CS1 = MEDIPS.couplingVector(pattern = "CG", refObj = WT_Input)
mr.edgeR = MEDIPS.meth(MSet1 = WT_5mC, MSet2 = LshKO_5mC, CSet = CS1, ISet1 = WT_Input , ISet2 = LshKO_Input, p.adj = "bonferroni", diff.method = "edgeR", MeDIP = T, CNV = T, minRowSum = 10)
I got this error :
Creating results table...
Adding differential coverage results...
Adding CNV results...
Error in cnv.combined[i, 1]:cnv.combined[i, 2] : NA/NaN argument
In addition: Warning messages:
1: In MEDIPS.rms(MSet1[[i]], CSet, ccObj = ccObj) : NaNs produced
2: In MEDIPS.rms(MSet2[[i]], CSet, ccObj = ccObj) : NaNs produced
What does this error means? If I run function MEDIPS.meth with "CNV = F" jsut to get differntial methylation profiles then it's coming fine. But how to get CNVs?

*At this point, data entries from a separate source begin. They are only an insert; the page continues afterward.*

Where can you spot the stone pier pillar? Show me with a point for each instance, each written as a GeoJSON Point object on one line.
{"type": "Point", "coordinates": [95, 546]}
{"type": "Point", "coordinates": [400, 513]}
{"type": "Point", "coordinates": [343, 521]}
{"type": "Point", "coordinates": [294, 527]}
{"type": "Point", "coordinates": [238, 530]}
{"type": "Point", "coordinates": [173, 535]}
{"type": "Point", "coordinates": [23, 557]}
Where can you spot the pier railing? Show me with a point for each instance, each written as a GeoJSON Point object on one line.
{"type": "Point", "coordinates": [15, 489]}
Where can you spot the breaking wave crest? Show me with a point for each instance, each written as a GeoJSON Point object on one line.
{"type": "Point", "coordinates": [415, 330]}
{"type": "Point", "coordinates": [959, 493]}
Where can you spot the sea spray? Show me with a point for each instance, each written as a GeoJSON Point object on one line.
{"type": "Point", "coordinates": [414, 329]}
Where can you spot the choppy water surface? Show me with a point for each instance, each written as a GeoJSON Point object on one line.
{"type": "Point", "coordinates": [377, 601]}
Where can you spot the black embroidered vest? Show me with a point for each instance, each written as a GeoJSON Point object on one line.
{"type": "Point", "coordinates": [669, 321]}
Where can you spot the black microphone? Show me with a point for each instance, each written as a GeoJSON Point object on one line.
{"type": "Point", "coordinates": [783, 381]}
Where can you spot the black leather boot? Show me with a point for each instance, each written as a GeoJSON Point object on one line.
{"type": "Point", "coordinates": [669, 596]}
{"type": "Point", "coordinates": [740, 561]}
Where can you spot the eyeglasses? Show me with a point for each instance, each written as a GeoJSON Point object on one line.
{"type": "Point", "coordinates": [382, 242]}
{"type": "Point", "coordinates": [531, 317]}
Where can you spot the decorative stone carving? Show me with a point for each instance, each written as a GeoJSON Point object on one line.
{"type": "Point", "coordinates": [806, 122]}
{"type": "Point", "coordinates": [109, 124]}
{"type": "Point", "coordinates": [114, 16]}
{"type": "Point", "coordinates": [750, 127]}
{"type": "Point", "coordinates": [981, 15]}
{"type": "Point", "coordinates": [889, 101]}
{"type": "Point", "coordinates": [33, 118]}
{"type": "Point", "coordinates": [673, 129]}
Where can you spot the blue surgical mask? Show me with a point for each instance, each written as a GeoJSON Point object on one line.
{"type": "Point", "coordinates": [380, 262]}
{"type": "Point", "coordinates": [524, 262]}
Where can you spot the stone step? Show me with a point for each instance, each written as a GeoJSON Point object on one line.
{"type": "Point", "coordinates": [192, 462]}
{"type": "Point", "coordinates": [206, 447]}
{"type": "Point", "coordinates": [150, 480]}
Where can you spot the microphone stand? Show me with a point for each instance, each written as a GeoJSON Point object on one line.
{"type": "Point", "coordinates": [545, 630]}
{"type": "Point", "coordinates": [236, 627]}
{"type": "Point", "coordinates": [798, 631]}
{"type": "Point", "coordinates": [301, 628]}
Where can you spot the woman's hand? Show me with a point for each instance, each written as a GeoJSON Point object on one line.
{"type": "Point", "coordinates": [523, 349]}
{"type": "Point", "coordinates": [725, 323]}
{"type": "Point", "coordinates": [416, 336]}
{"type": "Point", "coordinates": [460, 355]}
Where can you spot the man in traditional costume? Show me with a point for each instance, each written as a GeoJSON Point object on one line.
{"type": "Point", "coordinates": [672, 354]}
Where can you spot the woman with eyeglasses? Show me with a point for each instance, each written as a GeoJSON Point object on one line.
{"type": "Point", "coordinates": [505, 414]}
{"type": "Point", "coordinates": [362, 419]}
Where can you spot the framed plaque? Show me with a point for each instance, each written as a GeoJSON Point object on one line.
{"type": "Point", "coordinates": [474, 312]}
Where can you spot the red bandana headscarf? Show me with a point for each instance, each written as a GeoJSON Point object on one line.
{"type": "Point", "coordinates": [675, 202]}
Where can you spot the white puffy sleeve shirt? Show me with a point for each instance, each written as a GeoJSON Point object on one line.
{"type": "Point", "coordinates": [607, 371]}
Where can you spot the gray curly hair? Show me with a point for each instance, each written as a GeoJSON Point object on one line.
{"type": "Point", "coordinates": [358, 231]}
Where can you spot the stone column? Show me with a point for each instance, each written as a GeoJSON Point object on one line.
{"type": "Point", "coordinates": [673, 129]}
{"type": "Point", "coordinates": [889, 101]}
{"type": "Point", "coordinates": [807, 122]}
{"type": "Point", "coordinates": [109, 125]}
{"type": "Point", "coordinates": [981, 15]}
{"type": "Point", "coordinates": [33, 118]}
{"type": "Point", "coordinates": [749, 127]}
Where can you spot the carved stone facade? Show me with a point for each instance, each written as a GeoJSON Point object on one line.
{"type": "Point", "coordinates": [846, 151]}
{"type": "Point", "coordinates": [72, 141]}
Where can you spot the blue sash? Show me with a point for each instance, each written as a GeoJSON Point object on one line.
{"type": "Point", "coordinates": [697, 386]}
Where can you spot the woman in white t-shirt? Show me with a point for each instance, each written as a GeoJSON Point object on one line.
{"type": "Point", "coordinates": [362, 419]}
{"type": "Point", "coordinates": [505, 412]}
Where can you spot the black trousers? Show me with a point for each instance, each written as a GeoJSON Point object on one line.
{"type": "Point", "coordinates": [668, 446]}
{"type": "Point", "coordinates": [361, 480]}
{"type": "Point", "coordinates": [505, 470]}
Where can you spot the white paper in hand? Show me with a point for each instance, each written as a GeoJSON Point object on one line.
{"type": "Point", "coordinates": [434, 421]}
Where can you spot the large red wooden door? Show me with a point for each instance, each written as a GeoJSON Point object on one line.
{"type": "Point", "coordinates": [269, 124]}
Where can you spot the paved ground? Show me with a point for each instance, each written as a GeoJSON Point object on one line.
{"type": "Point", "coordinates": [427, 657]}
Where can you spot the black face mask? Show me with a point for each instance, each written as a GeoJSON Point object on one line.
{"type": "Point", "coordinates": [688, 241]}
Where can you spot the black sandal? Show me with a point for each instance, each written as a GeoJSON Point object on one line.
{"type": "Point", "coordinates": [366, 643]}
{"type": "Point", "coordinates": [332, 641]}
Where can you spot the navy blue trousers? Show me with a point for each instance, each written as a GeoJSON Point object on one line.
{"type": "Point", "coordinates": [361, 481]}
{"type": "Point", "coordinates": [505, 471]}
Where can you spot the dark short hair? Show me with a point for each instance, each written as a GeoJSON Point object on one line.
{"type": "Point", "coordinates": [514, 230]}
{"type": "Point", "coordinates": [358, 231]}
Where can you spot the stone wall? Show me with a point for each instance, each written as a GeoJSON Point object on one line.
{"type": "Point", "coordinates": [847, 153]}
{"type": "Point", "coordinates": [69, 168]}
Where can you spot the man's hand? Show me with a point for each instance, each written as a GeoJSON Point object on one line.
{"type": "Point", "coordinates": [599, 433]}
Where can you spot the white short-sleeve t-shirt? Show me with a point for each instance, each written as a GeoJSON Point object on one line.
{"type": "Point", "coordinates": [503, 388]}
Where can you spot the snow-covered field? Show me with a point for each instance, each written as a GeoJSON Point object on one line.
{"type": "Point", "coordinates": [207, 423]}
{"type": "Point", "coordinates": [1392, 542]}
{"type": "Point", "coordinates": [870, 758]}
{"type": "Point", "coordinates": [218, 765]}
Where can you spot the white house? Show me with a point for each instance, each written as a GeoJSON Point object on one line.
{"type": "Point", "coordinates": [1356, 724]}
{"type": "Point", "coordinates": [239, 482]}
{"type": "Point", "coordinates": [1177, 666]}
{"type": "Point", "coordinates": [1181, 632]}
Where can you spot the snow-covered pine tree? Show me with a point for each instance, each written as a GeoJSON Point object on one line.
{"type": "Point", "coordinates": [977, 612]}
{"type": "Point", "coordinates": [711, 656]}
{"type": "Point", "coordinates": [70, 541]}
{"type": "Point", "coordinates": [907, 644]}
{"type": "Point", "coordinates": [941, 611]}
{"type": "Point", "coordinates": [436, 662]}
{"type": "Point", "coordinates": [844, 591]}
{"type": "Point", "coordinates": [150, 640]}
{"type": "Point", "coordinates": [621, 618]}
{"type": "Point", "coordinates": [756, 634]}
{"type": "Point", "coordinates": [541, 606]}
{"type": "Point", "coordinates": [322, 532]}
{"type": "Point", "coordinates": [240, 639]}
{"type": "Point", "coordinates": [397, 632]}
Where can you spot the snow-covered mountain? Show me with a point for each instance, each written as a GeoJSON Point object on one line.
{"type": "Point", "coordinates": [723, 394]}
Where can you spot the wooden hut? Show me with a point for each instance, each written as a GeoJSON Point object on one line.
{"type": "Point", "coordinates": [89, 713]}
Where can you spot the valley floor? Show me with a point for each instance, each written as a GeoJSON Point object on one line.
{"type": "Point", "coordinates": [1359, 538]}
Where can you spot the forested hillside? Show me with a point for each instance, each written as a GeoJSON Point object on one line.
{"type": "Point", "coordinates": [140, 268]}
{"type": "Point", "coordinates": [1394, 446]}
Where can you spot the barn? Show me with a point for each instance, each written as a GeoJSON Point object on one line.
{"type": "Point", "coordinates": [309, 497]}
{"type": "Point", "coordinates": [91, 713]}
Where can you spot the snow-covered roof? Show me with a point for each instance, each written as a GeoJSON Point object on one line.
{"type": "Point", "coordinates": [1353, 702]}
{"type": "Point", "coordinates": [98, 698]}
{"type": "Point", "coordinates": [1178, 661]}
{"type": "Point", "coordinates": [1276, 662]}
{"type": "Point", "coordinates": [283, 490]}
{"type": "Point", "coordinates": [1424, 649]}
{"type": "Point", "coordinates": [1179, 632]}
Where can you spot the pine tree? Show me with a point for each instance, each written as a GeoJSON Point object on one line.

Please help me out. Thank you :)
Hi Matthias,
Thanks a lot. It worked the way you told me. Sub-setting the chromosome set using -> chr.select=paste0("chr",c(1:19,"X",Y")) was the thing that was needed. Now MEDIPS.meth is also working with 'CNV = T'.
Can MEDIPS be used to get CNVs for one MSet say MSet1 ? :
mr.edgeR_LshKO = MEDIPS.meth(MSet1 = LshKO_5mC, CSet = CS1, ISet1 = LshKO_Input, p.adj = "bonferroni", diff.method = "edgeR", MeDIP = T, CNV = T, minRowSum = 10)
Running this above commands throws error : Cannot perform CNV analysis- please specify two groups of INPUT SETs!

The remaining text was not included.